It was a matter of time before the Jaguars' No. 1 defense couldn't hold up Blake Bortles any longer. But he's all Jacksonville has, and so it will sink or swim with him.
If any NFL season was going to produce a playoff team quarterbacked by a Blake Bortles, it would be this season. Games like Sunday's in Glendale, Ariz., which pitted Bortles and the Jaguars against Blaine Gabbert and the Cardinals, have long since stopped being the exception.

The problem for the Jaguars is, Gabbert's Cardinals won, even though Gabbert got strip-sacked for a touchdown and threw an interception, both in the fourth quarter. Gabbert also threw a touchdown pass in the final quarter, and got his team in position to win 27-24 on … a 57-yard field goal by one of the league's last remaining players from the 1990s.

You can't pin this loss on the league's top-ranked defense, which has carried the load throughout what is now a 7-4 season, and what was a four-game winning streak that had the Jags in first in the AFC South.

The defense has no margin for error. That's in large part because of Bortles, for whom that defense has been one of the most powerful deodorants ever created.

It's just an unavoidable fact that when an NFL quarterback plays objectively and quantitatively poorly but still wins, he still earns the perception of having played well, done the right things, contributed just enough, not hurt the team too much … even been a "game manager."
Thus, Bortles has avoided the vitriol he'd received as recently as this preseason, when fans were in agony over the disaster that seemed inevitable. That hasn't happened, so games like the one two weeks ago against the Chargers can be shrugged off, as Bortles' parade of mistakes were covered up by the Jaguars' overtime win.

On Sunday, Bortles was effective with his mobility, his two big touchdown runs and the ways he capitalized on that defense (the Jaguars' only lead, 17-16, came on the strip-sack by Yannick Ngakoue and touchdown return by Calais Campbell).

Bortles also threw a backbreaking interception in Cardinals territory in the final minutes, with the score tied, on the very next drive after Gabbert had thrown his.

The defense has been so dominant, the Jaguars haven't been life-and-death down the stretch nearly as much as they could be. They've even worked their way around running back Leonard Fournette's wear-and-tear injuries and the absence of wide receiver Allen Robinson all season. Campbell's touchdown was the defense's fifth this season. Bortles, then, hasn't had to be good. And he hasn't.

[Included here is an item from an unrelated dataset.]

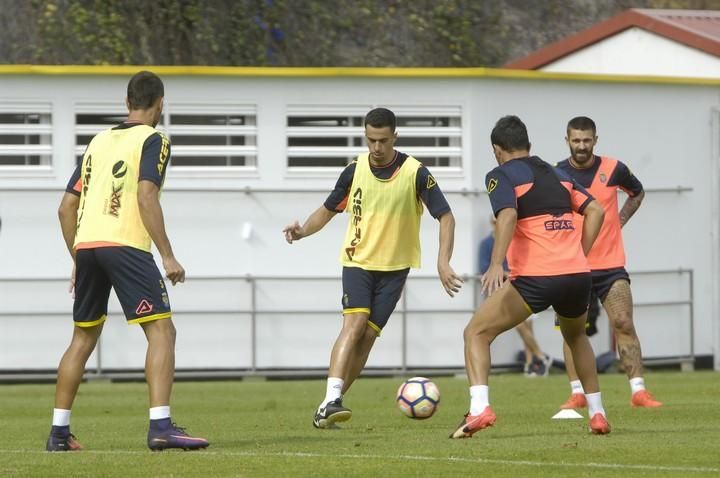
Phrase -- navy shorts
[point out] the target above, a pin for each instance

It's fairly easy to break it down by the numbers. The Jaguars have won all five games in which he has not thrown an interception. He has now thrown one in each of their four losses. Twice this season he has been picked twice in a game … the win over the Chargers, and a 37-16 Week 2 beating by the Titans at home (when he had three total turnovers), the game that now has Tennessee in first in the division because of the tiebreaker.
And the signature win of the season (arguably), the 30-9 rout of the Steelers in Week 5, when the Jaguars picked off Ben Roethlisberger five times? Bortles only threw 14 passes.

So as the Jaguars started to establish their identity over the past month, the perception grew that Bortles was handling his business well, staying out of the way, moving the chains, not wasting that defensive effort.

That perception didn't exactly get blown up in Arizona. Things just returned more to normal. Bortles avoided being a liability, until he couldn't avoid it anymore.

If it takes 57-yard field goals to beat the Jaguars, they probably can accept that. Knowing what Bortles can and can't do, they don't have much choice in the matter.